I've run into an issue attempting to load a large JS file (the compiled-to-JavaScript version of the Dart SDK) in Safari, and I'm unable to replicate the problem in other, non-WebKit browsers. Loading the file as if it were a single script with no requireJS-style wrapper or ES6 module import works perfectly well (~5MB of JS in <300ms). When I add the `define` wrapper needed for requireJS or add an export statement and attempt to load the file via an ES6 module, however, Safari freezes for ~10 seconds during hard reloads. I'm unable to interact with the page at all. Once the script is loaded, I can usually reload the page without incurring the delay (I'm guessing whatever in-memory representation is made of the script file hangs out in between loads). I knocked out a GitHub repo to demonstrate the issue at https://github.com/RedBrogdon/parsing_speed. It has four HTML files, all of which try different techniques for loading the file. They're marked for which have a delay in Safari/WebKit and which do not. I've tested that code with Safari v12.1.1 (14607.2.6.1.1) and the MiniBrowser shipped with build 247494 of WebKit. Both show the same behavior, which I've been unable to replicate with any other browser. I'm not a JS engine expert by any means, but I'm guessing there's a parsing optimization that's not available when the code in my file is moved out of global scope and into a function/module, and it's possible that the behavior I'm seeing is WebKit working as intended. If that's the case and you can suggest some way for me to modify my code (or even point me to a guide that explains when/how parsing can be optimized), I'd appreciate it.

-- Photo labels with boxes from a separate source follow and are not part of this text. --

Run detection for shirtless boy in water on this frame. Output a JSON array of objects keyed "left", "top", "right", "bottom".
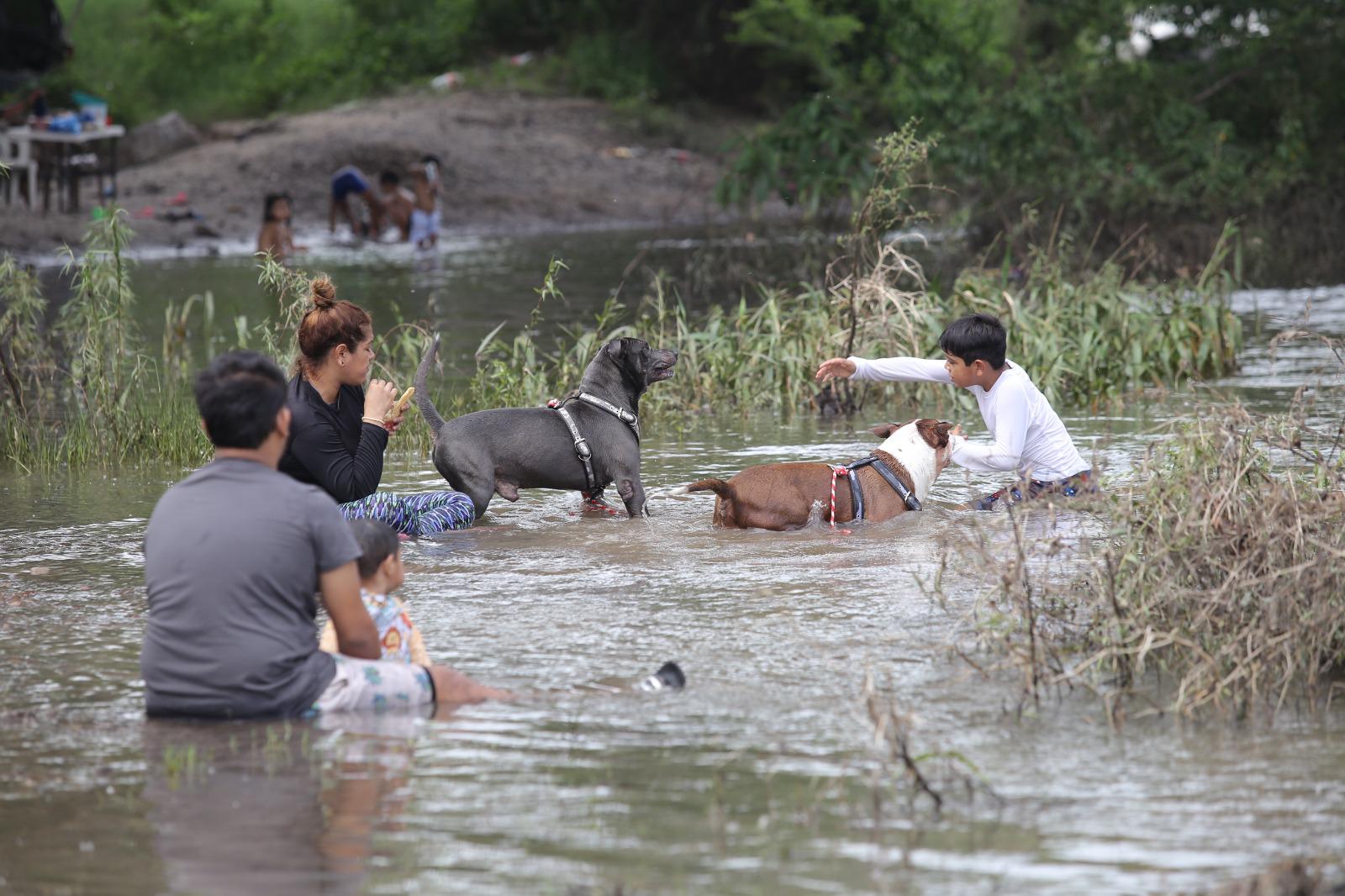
[
  {"left": 410, "top": 156, "right": 439, "bottom": 249},
  {"left": 378, "top": 171, "right": 415, "bottom": 242}
]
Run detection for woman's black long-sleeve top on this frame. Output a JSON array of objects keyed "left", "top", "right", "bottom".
[{"left": 280, "top": 374, "right": 388, "bottom": 504}]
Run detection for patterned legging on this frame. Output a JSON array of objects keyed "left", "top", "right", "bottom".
[{"left": 340, "top": 491, "right": 476, "bottom": 537}]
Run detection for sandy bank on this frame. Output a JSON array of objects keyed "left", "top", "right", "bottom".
[{"left": 0, "top": 92, "right": 742, "bottom": 257}]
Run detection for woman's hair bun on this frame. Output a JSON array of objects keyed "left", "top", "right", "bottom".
[{"left": 308, "top": 275, "right": 336, "bottom": 308}]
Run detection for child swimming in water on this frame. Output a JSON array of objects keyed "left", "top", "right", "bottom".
[{"left": 257, "top": 192, "right": 308, "bottom": 261}]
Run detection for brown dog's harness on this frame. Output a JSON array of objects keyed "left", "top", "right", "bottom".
[
  {"left": 546, "top": 392, "right": 641, "bottom": 502},
  {"left": 831, "top": 455, "right": 924, "bottom": 529}
]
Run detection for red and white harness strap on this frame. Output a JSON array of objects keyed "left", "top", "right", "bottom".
[{"left": 831, "top": 466, "right": 850, "bottom": 530}]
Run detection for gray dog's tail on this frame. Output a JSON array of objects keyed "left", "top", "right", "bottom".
[
  {"left": 415, "top": 334, "right": 444, "bottom": 437},
  {"left": 684, "top": 479, "right": 733, "bottom": 499}
]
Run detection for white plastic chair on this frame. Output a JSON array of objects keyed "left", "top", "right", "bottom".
[{"left": 0, "top": 132, "right": 38, "bottom": 208}]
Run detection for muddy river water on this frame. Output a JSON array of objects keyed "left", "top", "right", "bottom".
[{"left": 0, "top": 237, "right": 1345, "bottom": 893}]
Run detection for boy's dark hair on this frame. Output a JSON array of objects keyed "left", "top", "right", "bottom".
[
  {"left": 193, "top": 350, "right": 285, "bottom": 448},
  {"left": 350, "top": 519, "right": 401, "bottom": 580},
  {"left": 261, "top": 192, "right": 293, "bottom": 224},
  {"left": 939, "top": 314, "right": 1007, "bottom": 370}
]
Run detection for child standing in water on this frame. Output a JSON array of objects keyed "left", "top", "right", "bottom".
[
  {"left": 319, "top": 519, "right": 430, "bottom": 666},
  {"left": 327, "top": 166, "right": 383, "bottom": 240},
  {"left": 257, "top": 192, "right": 308, "bottom": 261},
  {"left": 410, "top": 156, "right": 440, "bottom": 249}
]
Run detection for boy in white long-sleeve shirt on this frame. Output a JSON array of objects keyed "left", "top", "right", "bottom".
[{"left": 816, "top": 314, "right": 1096, "bottom": 510}]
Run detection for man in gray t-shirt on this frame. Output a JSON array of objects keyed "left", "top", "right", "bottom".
[
  {"left": 140, "top": 351, "right": 379, "bottom": 717},
  {"left": 140, "top": 350, "right": 509, "bottom": 719},
  {"left": 140, "top": 457, "right": 359, "bottom": 716}
]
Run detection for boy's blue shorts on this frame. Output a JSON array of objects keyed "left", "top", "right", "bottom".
[
  {"left": 332, "top": 166, "right": 368, "bottom": 202},
  {"left": 971, "top": 470, "right": 1098, "bottom": 510}
]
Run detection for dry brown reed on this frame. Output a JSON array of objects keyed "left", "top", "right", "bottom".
[{"left": 957, "top": 405, "right": 1345, "bottom": 724}]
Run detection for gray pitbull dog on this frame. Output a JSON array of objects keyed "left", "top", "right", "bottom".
[{"left": 415, "top": 336, "right": 677, "bottom": 519}]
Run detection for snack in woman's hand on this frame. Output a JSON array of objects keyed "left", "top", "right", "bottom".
[{"left": 383, "top": 386, "right": 415, "bottom": 419}]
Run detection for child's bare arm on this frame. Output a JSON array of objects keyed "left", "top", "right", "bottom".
[{"left": 319, "top": 560, "right": 383, "bottom": 659}]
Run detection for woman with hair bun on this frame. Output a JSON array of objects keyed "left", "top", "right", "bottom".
[{"left": 280, "top": 276, "right": 476, "bottom": 535}]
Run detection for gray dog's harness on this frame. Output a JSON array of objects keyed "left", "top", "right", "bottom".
[
  {"left": 546, "top": 392, "right": 641, "bottom": 498},
  {"left": 843, "top": 455, "right": 924, "bottom": 519}
]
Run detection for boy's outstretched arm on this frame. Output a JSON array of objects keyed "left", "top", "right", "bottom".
[{"left": 816, "top": 356, "right": 952, "bottom": 383}]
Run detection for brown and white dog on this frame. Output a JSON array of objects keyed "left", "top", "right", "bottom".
[{"left": 686, "top": 419, "right": 962, "bottom": 531}]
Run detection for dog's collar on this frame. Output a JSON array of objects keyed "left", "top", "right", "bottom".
[
  {"left": 546, "top": 392, "right": 641, "bottom": 499},
  {"left": 845, "top": 455, "right": 924, "bottom": 509},
  {"left": 574, "top": 392, "right": 641, "bottom": 441}
]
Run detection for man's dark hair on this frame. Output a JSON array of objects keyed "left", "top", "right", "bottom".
[
  {"left": 261, "top": 192, "right": 293, "bottom": 224},
  {"left": 193, "top": 351, "right": 285, "bottom": 448},
  {"left": 939, "top": 314, "right": 1007, "bottom": 370},
  {"left": 350, "top": 519, "right": 401, "bottom": 578}
]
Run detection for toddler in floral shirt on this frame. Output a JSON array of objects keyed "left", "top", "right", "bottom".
[{"left": 319, "top": 519, "right": 430, "bottom": 666}]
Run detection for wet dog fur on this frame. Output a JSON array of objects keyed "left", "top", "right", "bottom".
[{"left": 686, "top": 419, "right": 952, "bottom": 531}]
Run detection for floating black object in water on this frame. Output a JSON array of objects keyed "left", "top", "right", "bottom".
[{"left": 635, "top": 663, "right": 686, "bottom": 692}]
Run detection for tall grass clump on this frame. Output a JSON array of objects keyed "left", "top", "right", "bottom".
[
  {"left": 0, "top": 213, "right": 207, "bottom": 468},
  {"left": 963, "top": 406, "right": 1345, "bottom": 721}
]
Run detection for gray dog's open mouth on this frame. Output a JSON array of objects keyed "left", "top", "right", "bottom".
[{"left": 650, "top": 351, "right": 677, "bottom": 382}]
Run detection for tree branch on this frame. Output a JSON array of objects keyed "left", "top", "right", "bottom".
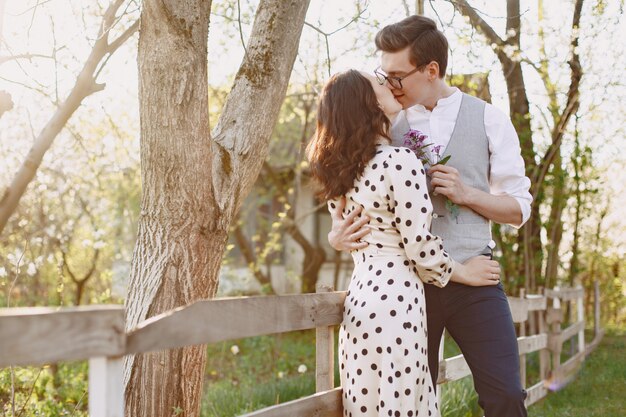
[
  {"left": 0, "top": 0, "right": 138, "bottom": 234},
  {"left": 447, "top": 0, "right": 508, "bottom": 47},
  {"left": 532, "top": 0, "right": 583, "bottom": 193}
]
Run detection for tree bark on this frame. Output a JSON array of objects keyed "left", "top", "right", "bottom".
[{"left": 124, "top": 0, "right": 308, "bottom": 417}]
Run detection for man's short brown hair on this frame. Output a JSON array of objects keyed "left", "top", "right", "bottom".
[{"left": 375, "top": 15, "right": 448, "bottom": 78}]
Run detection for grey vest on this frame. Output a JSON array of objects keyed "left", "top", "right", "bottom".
[{"left": 391, "top": 94, "right": 491, "bottom": 263}]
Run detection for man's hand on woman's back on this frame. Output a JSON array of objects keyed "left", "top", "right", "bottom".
[{"left": 328, "top": 197, "right": 370, "bottom": 251}]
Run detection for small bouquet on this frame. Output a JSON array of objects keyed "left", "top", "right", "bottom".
[
  {"left": 404, "top": 129, "right": 450, "bottom": 166},
  {"left": 404, "top": 129, "right": 459, "bottom": 219}
]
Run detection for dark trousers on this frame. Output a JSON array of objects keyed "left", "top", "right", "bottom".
[{"left": 424, "top": 282, "right": 527, "bottom": 417}]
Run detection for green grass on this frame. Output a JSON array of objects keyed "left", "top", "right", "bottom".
[
  {"left": 529, "top": 331, "right": 626, "bottom": 417},
  {"left": 201, "top": 330, "right": 315, "bottom": 417},
  {"left": 0, "top": 330, "right": 626, "bottom": 417}
]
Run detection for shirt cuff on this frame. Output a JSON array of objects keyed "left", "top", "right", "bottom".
[{"left": 509, "top": 196, "right": 530, "bottom": 229}]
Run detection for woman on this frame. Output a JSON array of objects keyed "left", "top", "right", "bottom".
[{"left": 307, "top": 70, "right": 490, "bottom": 417}]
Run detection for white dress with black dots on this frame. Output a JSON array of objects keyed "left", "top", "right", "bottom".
[{"left": 329, "top": 144, "right": 452, "bottom": 417}]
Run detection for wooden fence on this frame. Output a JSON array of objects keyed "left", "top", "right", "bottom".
[{"left": 0, "top": 286, "right": 603, "bottom": 417}]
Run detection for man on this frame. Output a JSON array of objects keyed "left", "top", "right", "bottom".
[{"left": 328, "top": 16, "right": 532, "bottom": 417}]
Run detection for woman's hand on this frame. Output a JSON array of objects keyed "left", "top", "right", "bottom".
[
  {"left": 328, "top": 197, "right": 371, "bottom": 251},
  {"left": 450, "top": 255, "right": 500, "bottom": 287}
]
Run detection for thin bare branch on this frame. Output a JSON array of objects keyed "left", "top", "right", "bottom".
[
  {"left": 447, "top": 0, "right": 504, "bottom": 46},
  {"left": 0, "top": 0, "right": 139, "bottom": 233},
  {"left": 533, "top": 0, "right": 583, "bottom": 198}
]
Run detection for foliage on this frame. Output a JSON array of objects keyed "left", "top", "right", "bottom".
[{"left": 0, "top": 362, "right": 89, "bottom": 417}]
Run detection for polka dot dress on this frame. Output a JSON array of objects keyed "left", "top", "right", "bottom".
[{"left": 329, "top": 145, "right": 452, "bottom": 417}]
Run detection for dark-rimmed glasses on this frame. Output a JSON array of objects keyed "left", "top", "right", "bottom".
[{"left": 374, "top": 67, "right": 423, "bottom": 90}]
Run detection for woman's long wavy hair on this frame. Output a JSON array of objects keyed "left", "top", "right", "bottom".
[{"left": 306, "top": 70, "right": 391, "bottom": 201}]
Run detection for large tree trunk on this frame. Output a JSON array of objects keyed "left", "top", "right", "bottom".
[{"left": 124, "top": 0, "right": 308, "bottom": 417}]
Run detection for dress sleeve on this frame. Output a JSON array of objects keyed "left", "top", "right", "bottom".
[{"left": 385, "top": 148, "right": 454, "bottom": 287}]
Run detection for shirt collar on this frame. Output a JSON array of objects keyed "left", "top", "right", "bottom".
[{"left": 407, "top": 87, "right": 463, "bottom": 113}]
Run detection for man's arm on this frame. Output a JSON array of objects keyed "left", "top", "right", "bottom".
[
  {"left": 429, "top": 104, "right": 532, "bottom": 228},
  {"left": 428, "top": 165, "right": 523, "bottom": 227}
]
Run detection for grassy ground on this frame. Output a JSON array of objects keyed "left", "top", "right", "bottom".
[
  {"left": 0, "top": 330, "right": 626, "bottom": 417},
  {"left": 202, "top": 330, "right": 480, "bottom": 417},
  {"left": 202, "top": 331, "right": 626, "bottom": 417},
  {"left": 529, "top": 331, "right": 626, "bottom": 417}
]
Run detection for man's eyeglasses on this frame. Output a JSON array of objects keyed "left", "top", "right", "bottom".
[{"left": 374, "top": 67, "right": 424, "bottom": 90}]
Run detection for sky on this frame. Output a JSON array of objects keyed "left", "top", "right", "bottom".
[{"left": 0, "top": 0, "right": 626, "bottom": 253}]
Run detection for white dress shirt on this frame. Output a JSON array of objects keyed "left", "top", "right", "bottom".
[{"left": 400, "top": 88, "right": 533, "bottom": 228}]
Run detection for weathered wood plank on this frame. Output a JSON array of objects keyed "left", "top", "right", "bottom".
[
  {"left": 315, "top": 285, "right": 335, "bottom": 392},
  {"left": 585, "top": 329, "right": 605, "bottom": 356},
  {"left": 524, "top": 381, "right": 548, "bottom": 407},
  {"left": 126, "top": 291, "right": 345, "bottom": 353},
  {"left": 526, "top": 294, "right": 548, "bottom": 311},
  {"left": 241, "top": 388, "right": 343, "bottom": 417},
  {"left": 546, "top": 288, "right": 584, "bottom": 301},
  {"left": 560, "top": 321, "right": 585, "bottom": 343},
  {"left": 508, "top": 297, "right": 528, "bottom": 323},
  {"left": 89, "top": 357, "right": 124, "bottom": 417},
  {"left": 546, "top": 307, "right": 563, "bottom": 324},
  {"left": 517, "top": 334, "right": 548, "bottom": 355},
  {"left": 0, "top": 305, "right": 126, "bottom": 367}
]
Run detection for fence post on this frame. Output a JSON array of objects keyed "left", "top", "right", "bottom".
[
  {"left": 552, "top": 287, "right": 563, "bottom": 371},
  {"left": 519, "top": 288, "right": 528, "bottom": 387},
  {"left": 434, "top": 329, "right": 446, "bottom": 404},
  {"left": 537, "top": 287, "right": 550, "bottom": 381},
  {"left": 89, "top": 357, "right": 124, "bottom": 417},
  {"left": 576, "top": 285, "right": 585, "bottom": 352},
  {"left": 315, "top": 285, "right": 335, "bottom": 392},
  {"left": 593, "top": 281, "right": 600, "bottom": 339}
]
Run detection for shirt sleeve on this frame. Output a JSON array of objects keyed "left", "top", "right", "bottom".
[
  {"left": 385, "top": 148, "right": 454, "bottom": 287},
  {"left": 485, "top": 104, "right": 533, "bottom": 229}
]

Interesting, I tried to take a quick look and it looks like we are spending a lot of time in scope resolution code. I couldn't get the vanilla version to run in the JSC CLI. I'll try to take a look at this soon though.
<rdar://problem/53333108>
(In reply to Keith Miller from comment #1) > I'll try to take a look at this soon though. Awesome, thanks. If there's anything I can do to help track down the issue, let me know.
Just checking in -- has anyone had time to look into the issue further?
*** Bug 204462 has been marked as a duplicate of this bug. ***
Wow, sorry about the delay on this! I completely forgot about it... I'll look into this now.
Thanks for taking a look at the issue!
As I mentioned above, if there's any additional info we can provide, I'm happy to track it down.
So, I figured out what the problem is but I haven't had time to implement a fix yet. Basically, the problem is in how we track if we need a TDZ check. If a work around is helpful, I tried changing dart_sdk_es6.js to use "var" everywhere instead of "let"/"const" and it ran instantly in about 300ms in the JSC CLI.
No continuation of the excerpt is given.